He’s my second great grandfather and probably had one of the hardest lives out of my most recent ancestors. He was born on May 5th in Strosswitz, Germany and it didn’t take too long for things to start going wrong for him. His mother, Johanna, died when he was only 19 months old, which in and of itself is terrible enough. In May of 1852, at the age of 10, he left the port city of Hamburg, Germany on his way to America. He spent three months in the ship’s steerage, and arrived in New York in July of that year, ultimately settling on a farm in Mosel, Wisconsin. At the age of 21, he enlisted in the U.S. Army and saw some of the bloodiest combat in the civil war.
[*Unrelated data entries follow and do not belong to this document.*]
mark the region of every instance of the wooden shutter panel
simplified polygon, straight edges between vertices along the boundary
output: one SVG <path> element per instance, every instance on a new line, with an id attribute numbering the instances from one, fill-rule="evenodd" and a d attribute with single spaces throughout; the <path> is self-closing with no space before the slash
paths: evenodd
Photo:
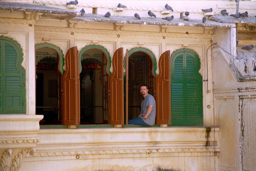
<path id="1" fill-rule="evenodd" d="M 167 51 L 159 59 L 159 74 L 156 78 L 157 124 L 171 124 L 170 57 L 170 51 Z"/>
<path id="2" fill-rule="evenodd" d="M 171 112 L 172 125 L 183 125 L 186 116 L 183 101 L 183 53 L 172 58 L 172 81 L 171 83 Z M 186 125 L 186 124 L 185 124 Z"/>
<path id="3" fill-rule="evenodd" d="M 202 76 L 198 73 L 199 58 L 185 53 L 186 73 L 187 125 L 203 124 Z"/>
<path id="4" fill-rule="evenodd" d="M 0 113 L 26 112 L 25 69 L 22 57 L 16 46 L 0 41 Z"/>
<path id="5" fill-rule="evenodd" d="M 197 54 L 189 50 L 172 59 L 172 125 L 203 124 L 202 76 Z"/>
<path id="6" fill-rule="evenodd" d="M 123 48 L 116 50 L 112 59 L 110 77 L 110 124 L 123 124 L 124 80 Z"/>
<path id="7" fill-rule="evenodd" d="M 65 58 L 63 76 L 63 124 L 78 125 L 80 119 L 80 78 L 78 51 L 70 48 Z"/>

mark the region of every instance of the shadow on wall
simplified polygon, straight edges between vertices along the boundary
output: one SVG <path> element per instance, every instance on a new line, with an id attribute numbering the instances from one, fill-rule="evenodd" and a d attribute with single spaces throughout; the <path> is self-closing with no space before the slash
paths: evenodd
<path id="1" fill-rule="evenodd" d="M 142 168 L 141 171 L 145 171 L 145 168 Z M 95 170 L 93 171 L 116 171 L 114 170 L 108 170 L 108 169 L 103 169 L 103 170 Z M 185 171 L 180 169 L 174 169 L 174 168 L 169 168 L 162 167 L 160 166 L 157 166 L 153 168 L 152 171 Z"/>

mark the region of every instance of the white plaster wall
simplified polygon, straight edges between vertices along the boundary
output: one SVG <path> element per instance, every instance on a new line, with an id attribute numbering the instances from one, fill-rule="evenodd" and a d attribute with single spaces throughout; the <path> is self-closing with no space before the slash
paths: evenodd
<path id="1" fill-rule="evenodd" d="M 47 42 L 56 45 L 64 51 L 64 54 L 73 46 L 76 46 L 79 50 L 81 50 L 86 46 L 96 44 L 105 48 L 112 58 L 115 50 L 119 47 L 123 48 L 124 56 L 126 49 L 130 50 L 136 47 L 143 47 L 153 52 L 158 63 L 161 54 L 166 50 L 170 50 L 171 53 L 181 48 L 187 48 L 195 51 L 200 59 L 201 69 L 200 72 L 203 79 L 208 79 L 208 83 L 207 81 L 203 82 L 204 125 L 212 126 L 214 125 L 210 48 L 208 51 L 207 55 L 208 58 L 208 76 L 206 67 L 206 51 L 211 45 L 210 40 L 213 36 L 204 34 L 206 33 L 205 28 L 173 26 L 168 28 L 167 32 L 162 33 L 160 31 L 160 27 L 151 26 L 150 26 L 154 31 L 149 32 L 148 32 L 148 28 L 142 28 L 139 25 L 124 25 L 122 26 L 122 30 L 125 31 L 115 31 L 114 25 L 112 24 L 85 23 L 83 22 L 77 24 L 76 29 L 67 28 L 67 27 L 62 25 L 63 22 L 61 22 L 58 28 L 49 28 L 51 26 L 50 25 L 55 27 L 58 24 L 59 21 L 55 21 L 55 23 L 52 21 L 49 22 L 49 20 L 42 19 L 37 21 L 35 41 L 36 43 Z M 48 26 L 44 26 L 47 24 Z M 66 23 L 66 24 L 67 25 L 68 23 Z M 87 28 L 88 26 L 90 28 Z M 224 29 L 228 33 L 228 28 Z M 185 34 L 186 31 L 189 34 Z M 72 33 L 73 33 L 73 34 L 71 34 Z M 120 35 L 119 37 L 118 37 L 118 34 Z M 112 71 L 111 65 L 111 71 Z M 158 73 L 157 65 L 157 73 Z M 208 108 L 207 106 L 209 105 L 210 107 Z"/>
<path id="2" fill-rule="evenodd" d="M 219 130 L 212 130 L 206 147 L 204 128 L 41 130 L 20 170 L 218 170 Z"/>
<path id="3" fill-rule="evenodd" d="M 246 110 L 244 110 L 247 111 L 243 112 L 241 110 L 244 106 L 241 105 L 239 99 L 244 96 L 254 97 L 256 83 L 238 82 L 224 59 L 226 57 L 223 57 L 223 54 L 215 53 L 213 55 L 214 114 L 217 117 L 216 125 L 220 128 L 219 167 L 221 171 L 240 171 L 242 167 L 242 161 L 250 161 L 255 157 L 255 154 L 250 153 L 245 153 L 242 156 L 242 152 L 254 150 L 253 146 L 247 146 L 245 142 L 247 144 L 252 144 L 256 142 L 251 136 L 244 137 L 241 130 L 243 124 L 246 124 L 244 131 L 255 131 L 253 124 L 250 122 L 248 123 L 248 120 L 250 118 L 250 121 L 253 122 L 251 116 L 254 113 L 255 101 L 247 101 Z M 242 121 L 243 115 L 246 117 L 244 121 Z M 242 144 L 244 146 L 242 146 Z M 251 168 L 253 167 L 251 164 L 244 162 L 244 168 Z"/>
<path id="4" fill-rule="evenodd" d="M 20 13 L 19 15 L 22 14 Z M 26 70 L 26 113 L 35 114 L 35 72 L 34 28 L 33 20 L 0 19 L 0 35 L 12 38 L 20 45 L 23 53 L 22 66 Z M 28 90 L 29 90 L 29 91 Z"/>

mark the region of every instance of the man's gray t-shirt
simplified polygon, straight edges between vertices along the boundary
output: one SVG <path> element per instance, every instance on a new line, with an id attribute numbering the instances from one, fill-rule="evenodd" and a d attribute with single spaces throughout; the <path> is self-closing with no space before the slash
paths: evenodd
<path id="1" fill-rule="evenodd" d="M 156 101 L 152 95 L 148 94 L 145 97 L 142 102 L 141 102 L 140 113 L 142 114 L 142 116 L 145 116 L 147 112 L 147 110 L 148 110 L 148 106 L 150 105 L 153 105 L 153 108 L 148 117 L 148 120 L 143 119 L 143 120 L 147 124 L 152 126 L 154 124 L 156 119 Z"/>

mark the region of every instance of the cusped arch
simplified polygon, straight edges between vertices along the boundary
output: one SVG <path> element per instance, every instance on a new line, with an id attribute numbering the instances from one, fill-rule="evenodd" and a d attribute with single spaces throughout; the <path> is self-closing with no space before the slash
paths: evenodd
<path id="1" fill-rule="evenodd" d="M 134 48 L 128 51 L 129 56 L 131 55 L 133 53 L 137 51 L 142 51 L 147 54 L 152 60 L 153 61 L 153 71 L 152 73 L 154 77 L 157 76 L 157 59 L 154 53 L 148 49 L 141 47 Z"/>
<path id="2" fill-rule="evenodd" d="M 198 54 L 198 52 L 196 51 L 195 51 L 194 49 L 190 48 L 182 48 L 177 49 L 173 51 L 173 52 L 171 55 L 171 57 L 174 57 L 177 54 L 180 53 L 180 52 L 184 52 L 185 51 L 186 51 L 188 52 L 189 53 L 190 53 L 192 54 L 193 54 L 193 55 L 196 55 L 195 57 L 197 57 L 197 59 L 198 59 L 199 60 L 199 64 L 200 64 L 199 70 L 198 72 L 199 72 L 199 74 L 201 74 L 201 75 L 202 76 L 203 76 L 203 66 L 202 66 L 203 62 L 202 61 L 202 58 L 201 57 L 199 56 L 199 55 Z"/>
<path id="3" fill-rule="evenodd" d="M 24 73 L 25 73 L 25 68 L 21 65 L 21 63 L 23 61 L 23 53 L 22 52 L 22 48 L 20 46 L 20 45 L 12 38 L 3 35 L 0 36 L 0 40 L 8 41 L 12 44 L 12 45 L 14 46 L 13 47 L 15 49 L 17 53 L 17 58 L 16 63 L 20 64 L 17 65 L 17 68 L 20 69 L 22 72 L 24 72 Z"/>
<path id="4" fill-rule="evenodd" d="M 1 79 L 0 79 L 0 81 L 2 82 L 1 80 L 3 81 L 3 83 L 1 83 L 2 84 L 6 84 L 5 86 L 3 87 L 4 87 L 7 86 L 7 81 L 6 80 L 6 79 L 7 77 L 15 78 L 15 80 L 15 80 L 15 81 L 12 81 L 12 84 L 13 86 L 9 88 L 9 91 L 8 91 L 8 93 L 7 91 L 6 91 L 6 94 L 1 94 L 2 97 L 0 98 L 0 100 L 1 101 L 1 104 L 0 104 L 0 105 L 1 106 L 0 108 L 1 109 L 1 111 L 0 111 L 0 112 L 1 112 L 1 114 L 3 113 L 3 111 L 4 113 L 17 114 L 20 112 L 21 113 L 24 114 L 26 113 L 26 70 L 25 68 L 21 65 L 21 63 L 23 61 L 23 54 L 22 51 L 23 49 L 21 48 L 20 44 L 17 41 L 11 38 L 8 37 L 5 37 L 3 35 L 0 36 L 0 43 L 2 41 L 3 41 L 6 45 L 6 44 L 9 45 L 10 46 L 11 46 L 12 48 L 10 49 L 9 47 L 7 48 L 8 48 L 7 51 L 9 51 L 9 52 L 8 53 L 8 54 L 7 54 L 8 57 L 5 56 L 6 55 L 6 54 L 5 56 L 3 57 L 0 56 L 0 57 L 3 58 L 6 58 L 6 59 L 9 58 L 9 60 L 12 60 L 11 61 L 9 61 L 9 62 L 5 63 L 6 66 L 9 65 L 9 67 L 11 67 L 11 68 L 9 67 L 9 68 L 11 68 L 11 69 L 7 69 L 7 67 L 6 67 L 5 68 L 6 72 L 7 71 L 9 74 L 8 75 L 3 75 L 3 74 L 1 74 L 1 77 L 0 77 L 0 78 L 1 78 Z M 0 43 L 0 45 L 1 45 L 1 44 L 3 44 Z M 12 48 L 13 48 L 13 49 Z M 3 48 L 0 47 L 0 56 L 1 56 L 1 51 L 3 49 Z M 13 51 L 12 51 L 12 50 L 14 50 L 15 52 L 13 52 Z M 5 51 L 6 51 L 6 49 Z M 4 51 L 4 53 L 5 52 Z M 16 57 L 15 56 L 14 53 L 16 53 Z M 12 54 L 11 55 L 10 54 Z M 15 64 L 12 63 L 14 61 L 13 60 L 14 59 L 15 61 Z M 0 69 L 1 68 L 1 65 L 3 65 L 3 63 L 2 63 L 2 60 L 3 60 L 2 59 L 1 60 Z M 10 64 L 11 65 L 10 66 Z M 5 73 L 4 71 L 3 73 Z M 15 86 L 18 86 L 19 88 L 16 88 L 11 87 L 15 87 Z M 3 87 L 2 87 L 1 86 L 1 88 L 3 89 Z M 5 88 L 6 90 L 4 90 L 5 91 L 6 90 L 6 87 Z M 18 90 L 18 91 L 17 91 L 17 89 Z M 11 90 L 11 91 L 10 91 L 10 90 Z M 14 92 L 15 93 L 14 93 L 14 91 L 13 91 L 13 90 L 15 91 Z M 15 94 L 14 96 L 14 93 L 15 93 Z M 8 105 L 7 105 L 6 104 L 3 105 L 3 102 L 4 101 L 3 98 L 5 97 L 7 98 L 7 96 L 9 96 L 8 99 L 9 103 L 8 103 Z M 5 101 L 6 101 L 5 100 Z M 11 103 L 9 102 L 10 101 L 11 101 Z M 14 105 L 13 104 L 12 104 L 13 103 L 15 103 L 15 105 Z M 5 111 L 3 111 L 3 107 L 6 108 Z"/>
<path id="5" fill-rule="evenodd" d="M 62 51 L 61 49 L 61 48 L 59 47 L 52 44 L 45 43 L 43 43 L 37 44 L 35 45 L 36 51 L 36 49 L 37 48 L 46 47 L 53 49 L 58 53 L 59 57 L 58 63 L 59 70 L 60 70 L 60 71 L 61 72 L 61 74 L 62 75 L 64 75 L 64 73 L 65 73 L 65 70 L 63 69 L 63 66 L 64 66 L 65 59 L 64 59 L 64 54 L 63 54 Z M 36 60 L 37 60 L 37 59 L 36 59 Z"/>
<path id="6" fill-rule="evenodd" d="M 107 59 L 108 60 L 107 66 L 107 72 L 108 73 L 109 75 L 111 75 L 112 74 L 112 73 L 110 71 L 110 67 L 111 66 L 111 57 L 110 56 L 110 54 L 109 54 L 109 52 L 108 52 L 107 49 L 102 46 L 99 45 L 93 44 L 87 45 L 84 47 L 79 52 L 79 61 L 81 61 L 81 59 L 82 58 L 82 54 L 83 54 L 83 53 L 86 51 L 91 49 L 97 49 L 100 50 L 102 51 L 102 52 L 104 53 L 104 54 L 107 57 Z M 80 62 L 79 64 L 79 73 L 81 73 L 81 71 L 82 64 Z"/>
<path id="7" fill-rule="evenodd" d="M 200 74 L 202 76 L 202 73 L 201 73 L 201 71 L 202 70 L 201 60 L 200 58 L 199 58 L 199 55 L 198 55 L 198 54 L 196 53 L 196 52 L 194 51 L 193 50 L 189 49 L 189 48 L 183 48 L 179 49 L 178 49 L 178 50 L 177 50 L 174 51 L 171 55 L 171 57 L 172 58 L 174 57 L 176 55 L 177 55 L 177 54 L 178 54 L 179 53 L 183 53 L 184 52 L 186 52 L 186 53 L 189 53 L 192 56 L 193 56 L 195 57 L 196 59 L 198 61 L 198 63 L 199 63 L 199 65 L 196 65 L 196 71 L 197 72 L 198 72 L 198 73 L 199 74 Z M 173 64 L 174 65 L 174 64 Z M 172 66 L 172 67 L 173 67 L 173 66 Z"/>

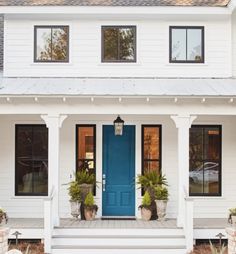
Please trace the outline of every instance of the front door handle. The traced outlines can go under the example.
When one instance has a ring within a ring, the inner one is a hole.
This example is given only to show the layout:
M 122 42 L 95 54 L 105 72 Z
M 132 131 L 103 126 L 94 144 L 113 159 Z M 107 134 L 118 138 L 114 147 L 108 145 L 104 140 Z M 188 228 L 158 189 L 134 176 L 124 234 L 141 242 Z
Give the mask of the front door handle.
M 106 191 L 106 175 L 102 175 L 102 191 Z

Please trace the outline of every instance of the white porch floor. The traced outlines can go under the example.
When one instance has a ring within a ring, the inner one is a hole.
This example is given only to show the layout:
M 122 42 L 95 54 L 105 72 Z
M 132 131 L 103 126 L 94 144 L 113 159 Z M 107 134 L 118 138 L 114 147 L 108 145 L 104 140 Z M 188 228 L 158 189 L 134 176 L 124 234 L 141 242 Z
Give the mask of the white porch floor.
M 12 229 L 42 229 L 43 219 L 39 218 L 10 218 L 7 224 Z M 230 226 L 227 219 L 194 219 L 194 229 L 222 229 Z M 175 219 L 166 219 L 164 222 L 143 220 L 100 220 L 81 221 L 61 219 L 60 227 L 65 228 L 177 228 Z

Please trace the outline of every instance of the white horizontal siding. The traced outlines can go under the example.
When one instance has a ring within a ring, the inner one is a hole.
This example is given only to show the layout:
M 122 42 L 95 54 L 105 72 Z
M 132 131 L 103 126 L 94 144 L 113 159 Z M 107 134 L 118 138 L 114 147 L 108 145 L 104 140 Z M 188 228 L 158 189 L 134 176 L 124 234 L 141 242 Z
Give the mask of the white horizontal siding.
M 70 62 L 34 63 L 34 25 L 70 26 Z M 101 26 L 137 26 L 137 63 L 101 63 Z M 205 27 L 205 64 L 169 64 L 169 26 Z M 5 20 L 5 76 L 230 77 L 231 22 Z

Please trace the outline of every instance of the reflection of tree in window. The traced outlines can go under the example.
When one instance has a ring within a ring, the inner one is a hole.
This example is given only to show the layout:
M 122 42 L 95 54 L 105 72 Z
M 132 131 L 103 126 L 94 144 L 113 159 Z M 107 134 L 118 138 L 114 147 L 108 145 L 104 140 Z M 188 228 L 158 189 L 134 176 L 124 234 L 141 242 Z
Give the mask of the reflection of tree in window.
M 105 61 L 134 61 L 135 29 L 122 27 L 103 28 Z
M 37 28 L 37 60 L 65 61 L 68 54 L 68 28 Z

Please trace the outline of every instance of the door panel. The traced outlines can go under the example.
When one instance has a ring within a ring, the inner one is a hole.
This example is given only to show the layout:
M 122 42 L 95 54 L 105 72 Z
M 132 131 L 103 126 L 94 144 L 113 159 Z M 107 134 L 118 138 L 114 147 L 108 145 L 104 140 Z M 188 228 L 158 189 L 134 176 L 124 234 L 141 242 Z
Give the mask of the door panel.
M 112 125 L 103 126 L 103 216 L 135 215 L 135 126 L 124 126 L 115 136 Z

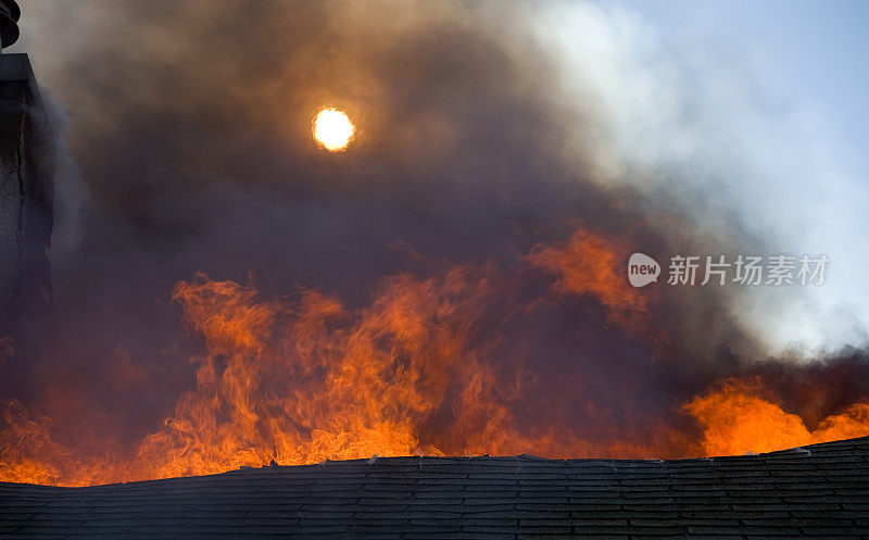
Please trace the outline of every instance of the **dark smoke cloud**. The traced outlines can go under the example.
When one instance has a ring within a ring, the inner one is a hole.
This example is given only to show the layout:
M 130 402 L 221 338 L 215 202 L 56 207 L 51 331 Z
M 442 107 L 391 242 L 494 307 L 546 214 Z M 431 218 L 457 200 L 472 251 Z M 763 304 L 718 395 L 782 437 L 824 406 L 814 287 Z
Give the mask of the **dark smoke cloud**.
M 59 233 L 53 256 L 52 354 L 2 391 L 39 403 L 79 395 L 55 415 L 129 404 L 97 415 L 95 429 L 140 438 L 193 384 L 184 359 L 201 343 L 169 293 L 198 271 L 253 274 L 266 296 L 304 286 L 362 305 L 380 276 L 504 261 L 565 240 L 577 219 L 662 259 L 765 249 L 738 224 L 697 228 L 708 193 L 603 188 L 577 165 L 594 161 L 594 145 L 576 136 L 599 121 L 594 104 L 574 106 L 557 90 L 558 65 L 526 24 L 527 5 L 47 3 L 25 14 L 38 26 L 21 48 L 68 115 L 61 133 L 88 196 L 58 226 L 79 233 Z M 329 105 L 360 129 L 345 153 L 311 141 L 313 114 Z M 596 381 L 583 386 L 588 399 L 619 409 L 626 425 L 672 410 L 769 360 L 729 294 L 668 289 L 655 311 L 664 351 L 626 342 L 593 305 L 541 315 L 521 331 L 537 341 L 529 359 L 546 360 L 528 364 L 558 394 Z

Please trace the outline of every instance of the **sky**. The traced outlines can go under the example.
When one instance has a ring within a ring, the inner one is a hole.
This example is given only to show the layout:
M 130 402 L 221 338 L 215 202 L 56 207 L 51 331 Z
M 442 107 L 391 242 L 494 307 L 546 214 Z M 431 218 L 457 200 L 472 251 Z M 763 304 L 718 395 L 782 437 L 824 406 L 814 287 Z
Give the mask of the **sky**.
M 566 5 L 571 4 L 556 3 L 555 20 Z M 770 249 L 831 259 L 827 284 L 807 291 L 805 301 L 785 313 L 765 310 L 766 291 L 760 292 L 751 310 L 767 327 L 771 344 L 829 349 L 864 342 L 869 319 L 869 4 L 602 0 L 572 7 L 582 12 L 579 18 L 596 12 L 608 21 L 601 24 L 604 32 L 634 53 L 629 60 L 633 67 L 626 70 L 631 76 L 617 78 L 616 86 L 639 86 L 631 77 L 644 71 L 651 86 L 658 86 L 655 101 L 670 93 L 680 102 L 697 99 L 707 115 L 704 122 L 711 123 L 703 130 L 726 134 L 721 141 L 734 148 L 743 145 L 741 155 L 725 161 L 739 160 L 746 168 L 726 173 L 726 183 L 736 191 L 738 212 L 755 233 L 778 238 Z M 581 40 L 577 24 L 563 21 L 556 32 Z M 566 63 L 588 63 L 576 51 L 590 43 L 593 48 L 589 40 L 572 47 Z M 610 86 L 604 91 L 622 90 Z M 627 101 L 621 106 L 632 106 Z M 637 102 L 637 96 L 630 101 Z M 626 114 L 626 130 L 637 131 L 643 124 L 638 117 L 648 109 Z M 679 122 L 659 118 L 646 140 L 632 139 L 622 152 L 658 145 Z

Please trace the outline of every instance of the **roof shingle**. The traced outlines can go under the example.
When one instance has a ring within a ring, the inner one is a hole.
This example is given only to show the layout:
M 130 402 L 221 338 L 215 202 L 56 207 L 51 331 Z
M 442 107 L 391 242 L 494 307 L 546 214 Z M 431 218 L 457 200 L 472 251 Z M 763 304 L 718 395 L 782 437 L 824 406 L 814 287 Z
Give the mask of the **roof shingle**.
M 0 538 L 869 539 L 869 438 L 700 460 L 389 457 L 0 484 Z

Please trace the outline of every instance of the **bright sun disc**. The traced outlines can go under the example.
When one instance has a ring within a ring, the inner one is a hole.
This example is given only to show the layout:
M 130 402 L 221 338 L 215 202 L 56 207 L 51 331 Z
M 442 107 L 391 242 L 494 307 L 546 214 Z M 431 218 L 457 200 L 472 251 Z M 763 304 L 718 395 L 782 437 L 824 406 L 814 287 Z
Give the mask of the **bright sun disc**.
M 353 123 L 343 111 L 324 109 L 314 118 L 314 138 L 330 152 L 344 150 L 353 139 Z

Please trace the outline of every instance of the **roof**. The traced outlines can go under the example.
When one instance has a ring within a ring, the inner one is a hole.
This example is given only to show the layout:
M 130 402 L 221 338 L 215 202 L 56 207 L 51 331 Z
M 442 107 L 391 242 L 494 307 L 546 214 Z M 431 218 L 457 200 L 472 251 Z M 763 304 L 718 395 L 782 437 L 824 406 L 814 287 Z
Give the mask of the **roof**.
M 0 484 L 1 538 L 869 538 L 869 438 L 681 461 L 390 457 Z

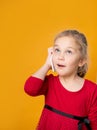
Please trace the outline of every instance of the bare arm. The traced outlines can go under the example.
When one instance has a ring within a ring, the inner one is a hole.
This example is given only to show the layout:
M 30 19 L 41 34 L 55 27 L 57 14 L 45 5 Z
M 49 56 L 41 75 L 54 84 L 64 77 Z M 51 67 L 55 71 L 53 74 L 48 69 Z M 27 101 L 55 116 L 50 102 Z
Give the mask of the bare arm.
M 50 63 L 50 57 L 53 53 L 53 48 L 50 47 L 48 48 L 48 57 L 46 59 L 46 62 L 44 63 L 44 65 L 38 70 L 36 71 L 32 76 L 40 78 L 42 80 L 44 80 L 48 70 L 51 68 L 51 63 Z

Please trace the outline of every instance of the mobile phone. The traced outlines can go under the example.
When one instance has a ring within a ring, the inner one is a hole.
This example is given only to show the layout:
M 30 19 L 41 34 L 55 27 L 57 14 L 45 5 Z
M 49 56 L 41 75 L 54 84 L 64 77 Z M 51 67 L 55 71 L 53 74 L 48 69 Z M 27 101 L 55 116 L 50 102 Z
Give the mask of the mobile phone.
M 53 55 L 51 55 L 51 57 L 50 57 L 50 63 L 51 63 L 52 71 L 54 72 L 55 68 L 54 68 L 52 57 L 53 57 Z

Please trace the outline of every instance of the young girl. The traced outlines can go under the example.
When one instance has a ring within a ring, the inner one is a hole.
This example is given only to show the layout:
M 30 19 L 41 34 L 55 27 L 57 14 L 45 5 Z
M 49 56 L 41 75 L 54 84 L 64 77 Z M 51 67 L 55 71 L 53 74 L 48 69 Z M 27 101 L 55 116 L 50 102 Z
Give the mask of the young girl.
M 24 86 L 31 96 L 44 95 L 37 130 L 97 130 L 97 85 L 84 79 L 87 40 L 77 30 L 58 34 L 44 65 Z M 47 75 L 51 67 L 57 76 Z

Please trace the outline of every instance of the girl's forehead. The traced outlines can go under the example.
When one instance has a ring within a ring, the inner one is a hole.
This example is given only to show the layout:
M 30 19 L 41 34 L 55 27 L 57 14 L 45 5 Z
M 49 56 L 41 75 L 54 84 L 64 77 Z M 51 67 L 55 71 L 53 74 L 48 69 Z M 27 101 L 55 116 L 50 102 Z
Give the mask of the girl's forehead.
M 80 45 L 74 38 L 66 36 L 58 38 L 54 43 L 54 47 L 80 49 Z

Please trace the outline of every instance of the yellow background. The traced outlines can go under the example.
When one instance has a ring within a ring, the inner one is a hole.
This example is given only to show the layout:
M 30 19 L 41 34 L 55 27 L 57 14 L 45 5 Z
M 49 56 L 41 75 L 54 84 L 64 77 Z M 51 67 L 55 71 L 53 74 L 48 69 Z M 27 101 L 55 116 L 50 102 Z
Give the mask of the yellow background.
M 96 81 L 96 0 L 0 0 L 0 130 L 35 130 L 44 97 L 24 93 L 28 76 L 45 61 L 55 35 L 65 29 L 84 32 Z

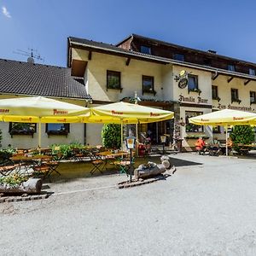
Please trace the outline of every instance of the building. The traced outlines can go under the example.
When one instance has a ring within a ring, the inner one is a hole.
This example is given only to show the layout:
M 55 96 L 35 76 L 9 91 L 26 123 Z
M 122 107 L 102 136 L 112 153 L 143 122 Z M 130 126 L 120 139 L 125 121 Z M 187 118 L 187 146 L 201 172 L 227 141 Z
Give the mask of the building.
M 189 124 L 192 116 L 234 108 L 255 112 L 256 64 L 131 34 L 116 45 L 68 38 L 67 67 L 83 79 L 93 105 L 121 100 L 175 112 L 174 121 L 140 126 L 160 136 L 181 137 L 184 150 L 195 138 L 224 139 L 222 127 Z M 100 143 L 99 125 L 87 125 L 87 142 Z M 212 134 L 213 133 L 213 134 Z
M 172 120 L 140 125 L 160 143 L 182 138 L 184 150 L 205 136 L 224 139 L 223 127 L 189 124 L 189 117 L 234 108 L 255 112 L 256 64 L 131 34 L 116 45 L 67 38 L 67 67 L 0 60 L 0 98 L 44 96 L 91 107 L 119 101 L 175 112 Z M 21 125 L 21 126 L 20 126 Z M 36 124 L 3 123 L 3 146 L 36 147 Z M 43 147 L 52 143 L 100 144 L 102 125 L 43 127 Z
M 71 76 L 71 69 L 0 59 L 0 99 L 43 96 L 87 106 L 91 97 L 84 80 Z M 37 124 L 1 123 L 2 146 L 36 148 Z M 84 124 L 42 124 L 42 146 L 85 142 Z

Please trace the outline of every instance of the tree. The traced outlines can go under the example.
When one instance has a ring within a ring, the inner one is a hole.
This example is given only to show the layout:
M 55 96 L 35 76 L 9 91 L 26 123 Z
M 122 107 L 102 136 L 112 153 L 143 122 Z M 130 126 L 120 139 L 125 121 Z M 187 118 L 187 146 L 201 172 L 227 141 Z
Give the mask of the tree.
M 0 130 L 0 147 L 2 147 L 2 130 Z
M 108 148 L 121 148 L 121 125 L 105 124 L 102 130 L 103 146 Z
M 237 144 L 248 145 L 254 142 L 254 129 L 250 125 L 236 125 L 230 137 L 236 151 L 239 154 L 247 153 L 251 149 L 249 147 L 239 147 Z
He was ultimately shot in the foot on July 1st, 1863 in the battle of Gettysburg and, after suffering an infection, lost the lower third of his right leg. Medical practices being what they were at the time, I’m sure this was a fairly horrific procedure.
He was discharged from the army in May of the following year. Three years after returning home to Wisconsin, at the age of 26, he married a German immigrant, 7 years his junior, named Marie Antoinette Wagner. They ultimately had 6 children. He worked for a while as a cigar maker before becoming a saloon keeper in Mosel, WI. He and Antonette eventually purchased 40 acres of land in the southeast corner of the township and operated a roadside hostelry and tavern on the main road between Sheboygan and Manitowoc. He died just 5 months after the birth of their last child, Walter, at the relatively young age of only 43. His death certificate lists the cause of death as a skin disease, erysipelas, also known as St. Anthony’s fire. Although easily treatable with today’s antibiotics, left unchecked this disease can lead to sepsis, which is probably what occurred with George.
All in all, he lived an extremely hard life. He suffered through losing his mother before he was even 2 years old, immigrating to a foreign land as a young child, losing a leg in the Civil War and ultimately dying at age 43. Thinking about the sacrifices people like him had to make often makes me much more appreciative of the life I live today.